Track CODEOWNERS adoption
Published on August 16th, 2023GitHub CODEOWNERS files can be a good way to ensure that code reviews are routed to the correct people. However, not all teams will use CODEOWNERS files in their repositories.
In this tutorial, we’re going to create a Tech Insights check that tracks adoption of CODEOWNERS files amongst Backstage components.
Prerequisites
-
You must have a Personal Access Token (PAT) for GitHub set in Administration → Settings → Secrets → GITHUB_TOKEN. This PAT must have the “repo” scope enabled.
We recommend creating the PAT on an account which has admin permissions in GitHub. Tokens associated with regular user accounts will not be able to see the branch protection settings on all repositories. Learn how to create a PAT in the GitHub docs.
Create a branch protection Data Source
-
Visit Tech Insights and click into the Data Sources tab. Click the ADD DATA SOURCE button to create a new data source.
-
Name the Data Source “CODEOWNERS” and give it the description “Detects usage and validity of the codeowners file in a repo.”
-
In the Data Provider section, select the built-in “/github/api” proxy and enter the Path Extension
repos/{{ metadata.annotations["github.com/project-slug"] }}/codeowners/errors
-
In the input labelled “Select Entity to test data source against”, choose an Entity in the catalog that has the
github.com/project-slug
annotation set, and has a valid CODEOWNERS file the repository the annotation points at. Click the VIEW button and you should see a response from the GitHub API. -
In the field extraction box, fill out the inputs with the following values.

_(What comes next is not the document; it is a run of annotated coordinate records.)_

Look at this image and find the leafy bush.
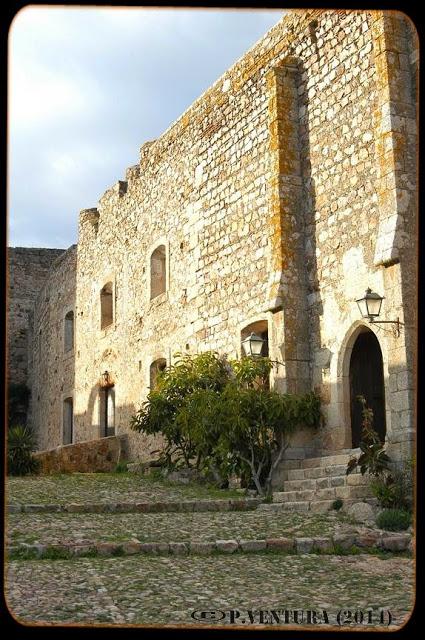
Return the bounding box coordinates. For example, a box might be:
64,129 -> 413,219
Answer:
371,461 -> 413,512
376,509 -> 412,531
7,425 -> 40,476
131,352 -> 321,495
346,396 -> 391,477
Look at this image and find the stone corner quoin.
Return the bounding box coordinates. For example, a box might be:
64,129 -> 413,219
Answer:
8,10 -> 418,488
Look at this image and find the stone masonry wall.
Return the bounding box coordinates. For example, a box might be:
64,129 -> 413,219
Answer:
28,10 -> 417,464
7,247 -> 63,384
29,245 -> 77,449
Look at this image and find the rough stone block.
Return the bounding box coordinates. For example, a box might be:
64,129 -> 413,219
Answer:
266,538 -> 295,551
96,542 -> 120,556
239,540 -> 266,551
332,533 -> 356,550
190,542 -> 215,555
122,540 -> 141,556
379,534 -> 411,551
310,500 -> 333,513
215,540 -> 239,553
295,538 -> 314,553
313,538 -> 333,552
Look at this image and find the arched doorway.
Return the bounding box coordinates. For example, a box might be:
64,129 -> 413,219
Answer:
350,329 -> 386,447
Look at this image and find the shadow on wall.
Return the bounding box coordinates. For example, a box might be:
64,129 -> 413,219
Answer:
74,384 -> 162,461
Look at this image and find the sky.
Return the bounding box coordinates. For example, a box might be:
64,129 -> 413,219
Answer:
8,6 -> 283,248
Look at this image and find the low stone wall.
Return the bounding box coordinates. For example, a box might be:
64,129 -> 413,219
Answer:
34,434 -> 128,474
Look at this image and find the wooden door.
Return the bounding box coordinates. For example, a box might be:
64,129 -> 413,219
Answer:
350,331 -> 386,447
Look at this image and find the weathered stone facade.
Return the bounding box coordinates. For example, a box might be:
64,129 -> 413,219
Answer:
29,245 -> 77,450
7,247 -> 63,384
8,10 -> 418,470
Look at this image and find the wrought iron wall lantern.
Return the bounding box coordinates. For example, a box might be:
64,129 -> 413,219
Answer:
242,333 -> 285,366
356,287 -> 404,337
242,333 -> 265,358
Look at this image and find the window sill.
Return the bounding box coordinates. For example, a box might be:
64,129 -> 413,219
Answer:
99,322 -> 115,338
149,291 -> 168,309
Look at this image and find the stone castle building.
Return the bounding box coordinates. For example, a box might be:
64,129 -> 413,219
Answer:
9,10 -> 418,480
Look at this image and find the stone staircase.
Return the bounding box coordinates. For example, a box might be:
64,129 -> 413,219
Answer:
273,449 -> 376,513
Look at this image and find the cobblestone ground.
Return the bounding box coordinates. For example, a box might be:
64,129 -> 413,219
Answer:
7,510 -> 353,544
6,554 -> 413,627
7,473 -> 241,504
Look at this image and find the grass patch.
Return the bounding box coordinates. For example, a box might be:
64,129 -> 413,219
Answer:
111,545 -> 125,558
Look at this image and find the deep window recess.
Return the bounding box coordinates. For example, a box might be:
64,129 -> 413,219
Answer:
100,386 -> 115,438
62,398 -> 74,444
151,244 -> 167,300
100,282 -> 114,329
149,358 -> 167,389
64,311 -> 74,351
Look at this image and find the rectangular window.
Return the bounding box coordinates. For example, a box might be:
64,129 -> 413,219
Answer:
62,398 -> 74,444
100,387 -> 115,438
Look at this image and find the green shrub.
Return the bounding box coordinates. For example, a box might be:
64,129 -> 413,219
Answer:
376,509 -> 412,531
346,396 -> 391,477
332,498 -> 344,511
7,425 -> 41,476
371,461 -> 413,512
131,352 -> 321,495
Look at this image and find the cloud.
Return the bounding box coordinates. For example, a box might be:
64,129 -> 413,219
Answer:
8,6 -> 282,247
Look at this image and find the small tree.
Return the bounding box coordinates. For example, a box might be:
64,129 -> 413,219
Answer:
131,352 -> 321,495
346,396 -> 391,477
7,425 -> 40,476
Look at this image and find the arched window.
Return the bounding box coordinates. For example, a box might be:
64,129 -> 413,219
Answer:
100,282 -> 114,329
349,329 -> 386,448
151,244 -> 167,300
62,398 -> 74,444
149,358 -> 167,389
99,385 -> 115,438
64,311 -> 74,351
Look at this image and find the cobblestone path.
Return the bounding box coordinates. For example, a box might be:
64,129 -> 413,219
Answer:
7,473 -> 241,504
5,474 -> 414,628
7,511 -> 353,544
7,554 -> 413,627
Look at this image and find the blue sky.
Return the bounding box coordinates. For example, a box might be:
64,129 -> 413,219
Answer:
8,6 -> 283,248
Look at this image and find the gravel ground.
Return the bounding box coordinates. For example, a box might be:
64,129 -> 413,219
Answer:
6,473 -> 243,504
6,554 -> 414,628
7,510 -> 352,545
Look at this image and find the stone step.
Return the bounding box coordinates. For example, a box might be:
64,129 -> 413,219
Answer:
283,474 -> 370,491
301,453 -> 355,469
273,484 -> 372,502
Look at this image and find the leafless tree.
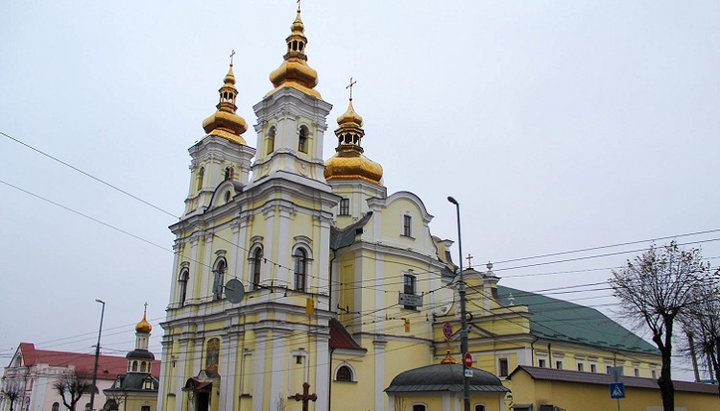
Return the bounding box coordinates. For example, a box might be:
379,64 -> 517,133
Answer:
0,382 -> 23,411
681,270 -> 720,395
610,241 -> 711,411
53,370 -> 97,411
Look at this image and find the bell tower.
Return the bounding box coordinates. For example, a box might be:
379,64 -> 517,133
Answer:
184,55 -> 255,217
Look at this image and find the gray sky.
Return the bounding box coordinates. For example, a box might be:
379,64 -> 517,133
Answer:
0,0 -> 720,380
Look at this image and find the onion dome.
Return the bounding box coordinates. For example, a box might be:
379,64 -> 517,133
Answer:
268,3 -> 321,98
325,97 -> 383,185
203,60 -> 247,145
135,307 -> 152,334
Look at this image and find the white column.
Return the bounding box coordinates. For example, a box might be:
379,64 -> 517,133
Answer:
308,334 -> 330,411
252,330 -> 268,411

Fact name JSONata query Type Error count $count(errors) Integer Has errors $count(errors) != 0 Boolean Uses codeowners $exists(errors) Boolean -
Click the CHECK FACTS button and you should see that the facts are successfully extracted from the test response.
-
In the “Applies to” section, set the following filters:
Filter name Value Type Component Has Annotation github.com/project-slug -
Save the Data Source. After a minute or two, you should see results come in.
Create a CODEOWNERS check
Now that we can gather information about how CODEOWNERS is being used, we can write a check to figure out which components are using it correctly.
-
Visit Tech Insights and click into the Checks tab. Click the ADD CHECK button to create a new check.
-
In the About section, name the Check “Production software must have a valid CODEOWNERS file”. Give it the description “A codeowners file will help security route issues to the right people.”
-
In the Conditions section, we’re going to create a compound check which first checks that the Component is using CODEOWNERS, and then checks that the CODEOWNERS file is valid. Click the “ADD CONDITION” button to add a second set of fields in this section. Make sure the boolean logic selector is set to “And”.
-
In the first set of condition inputs, use the following values.
Input name Value Data Source CODEOWNERS Fact Uses codeowners Fact operator Is True -
In the second set of condition inputs, use these values.
Input name Value Data Source CODEOWNERS Fact Has errors Fact operator Is False We now have a set of conditions which pass when a Component has a valid CODEOWNERS file, and fail otherwise.
You can use the “DRY RUN” button to test these conditions against some Components in your catalog, ensure they operate the way you would expect, and return the correct pass or fail result.
-
Use the filters to target this check at production Components. You likely don’t want to require random experimental repos to have CODEOWNERS files.
-
Save the check by clicking “SAVE”. If you’re not quite ready to go live yet, you can use the “SAVE AS DRAFT” button to save the check but ensure only admins can see it.
Check results
Once saved, the check will display results showing which components might need to create a new CODEOWNERS file, or fix the existing one.